Artificial Intelligence, Geospatial Analytics, and Healthcare Accessibility: Emerging Strategies for Inclusive Pharmaceutical Service Delivery
DOI:
https://doi.org/10.63084/biomedpha.v2i1.88Keywords:
Artificial intelligence, geospatial analytics, pharmaceutical service delivery, healthcare accessibility, health equity, GeoAI, machine learning, spatial optimizationAbstract
The convergence of artificial intelligence (AI) and geospatial analytics represents a transformative paradigm in pharmaceutical service delivery and healthcare accessibility. This analytical review examines how AI-driven geospatial intelligence addresses systemic inequities in medication access, particularly in resource-constrained and geographically marginalized settings.
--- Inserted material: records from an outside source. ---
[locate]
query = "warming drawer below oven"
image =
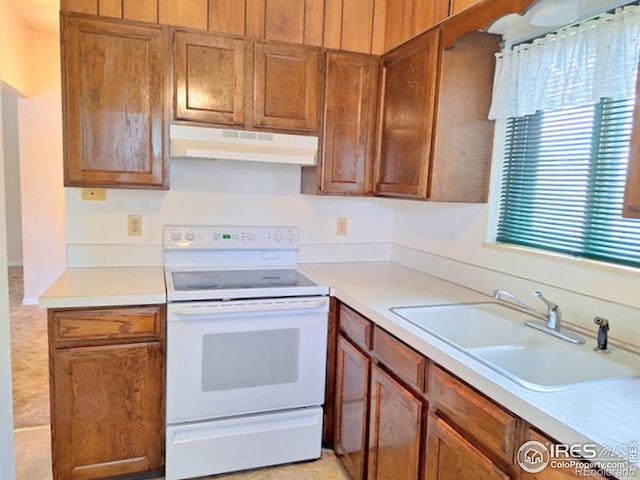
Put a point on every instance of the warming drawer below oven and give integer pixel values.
(229, 445)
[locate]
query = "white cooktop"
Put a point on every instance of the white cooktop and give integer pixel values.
(223, 263)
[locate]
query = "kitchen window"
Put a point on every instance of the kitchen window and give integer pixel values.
(567, 141)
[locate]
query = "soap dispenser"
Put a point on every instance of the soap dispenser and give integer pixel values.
(603, 334)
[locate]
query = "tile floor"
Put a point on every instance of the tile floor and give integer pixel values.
(31, 404)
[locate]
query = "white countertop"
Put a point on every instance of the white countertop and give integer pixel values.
(607, 414)
(103, 287)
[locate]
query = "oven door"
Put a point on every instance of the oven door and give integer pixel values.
(241, 357)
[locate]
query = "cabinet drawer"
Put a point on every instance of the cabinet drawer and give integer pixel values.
(491, 426)
(106, 324)
(357, 328)
(405, 362)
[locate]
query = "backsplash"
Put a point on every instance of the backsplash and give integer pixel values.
(217, 192)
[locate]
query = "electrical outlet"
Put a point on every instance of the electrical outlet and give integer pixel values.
(98, 194)
(134, 225)
(342, 226)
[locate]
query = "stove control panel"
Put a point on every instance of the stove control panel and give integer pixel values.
(230, 238)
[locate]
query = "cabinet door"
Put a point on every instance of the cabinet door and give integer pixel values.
(107, 409)
(451, 457)
(209, 78)
(406, 121)
(394, 430)
(115, 122)
(352, 399)
(286, 91)
(349, 123)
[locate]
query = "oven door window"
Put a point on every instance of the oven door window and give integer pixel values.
(232, 361)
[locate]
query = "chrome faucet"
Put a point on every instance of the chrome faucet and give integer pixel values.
(554, 316)
(552, 319)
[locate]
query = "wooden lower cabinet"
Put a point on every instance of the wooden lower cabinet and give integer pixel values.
(352, 400)
(445, 431)
(395, 430)
(450, 456)
(107, 401)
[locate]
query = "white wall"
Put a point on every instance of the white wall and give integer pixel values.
(41, 174)
(225, 193)
(11, 152)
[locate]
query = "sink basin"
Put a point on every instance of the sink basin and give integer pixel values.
(495, 335)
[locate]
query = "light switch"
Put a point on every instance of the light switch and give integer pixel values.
(341, 226)
(98, 194)
(134, 225)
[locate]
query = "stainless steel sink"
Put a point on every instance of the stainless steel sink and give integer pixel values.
(496, 336)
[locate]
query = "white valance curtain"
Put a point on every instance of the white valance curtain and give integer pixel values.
(573, 67)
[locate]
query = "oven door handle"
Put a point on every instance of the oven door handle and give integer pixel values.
(246, 307)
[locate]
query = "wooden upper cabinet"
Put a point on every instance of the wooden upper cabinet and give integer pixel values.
(429, 12)
(459, 5)
(348, 138)
(140, 10)
(209, 78)
(184, 13)
(450, 456)
(286, 87)
(557, 473)
(395, 430)
(352, 400)
(227, 16)
(103, 395)
(463, 137)
(408, 98)
(284, 20)
(115, 104)
(410, 18)
(80, 6)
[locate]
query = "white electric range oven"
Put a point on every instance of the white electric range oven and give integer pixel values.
(246, 351)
This paper evaluates the methodological integration of machine learning algorithms with geographic information systems (GIS) to optimize pharmaceutical supply chains, predict accessibility gaps, and inform evidence-based policy interventions. The analysis reveals that hybrid AI-geospatial models demonstrate superior performance in identifying pharmacy deserts, with machine learning-based gravity models achieving 95% population coverage through strategic facility placement (Prabhune et al., 2024). However, critical challenges persist, including algorithmic bias, data heterogeneity, and the digital divide that threatens to exacerbate existing health inequities. The paper synthesizes emerging strategies for inclusive pharmaceutical service delivery, including drone-enabled last-mile distribution, predictive demand forecasting, and equity-centered spatial optimization frameworks. Findings indicate that successful implementation requires addressing data sovereignty concerns, establishing interoperability standards, and embedding equity considerations throughout the AI development lifecycle. This research contributes to the theoretical understanding of how computational intelligence can be leveraged to achieve universal health coverage while highlighting the imperative for context-specific, ethically grounded approaches that prioritize vulnerable populations in pharmaceutical service planning.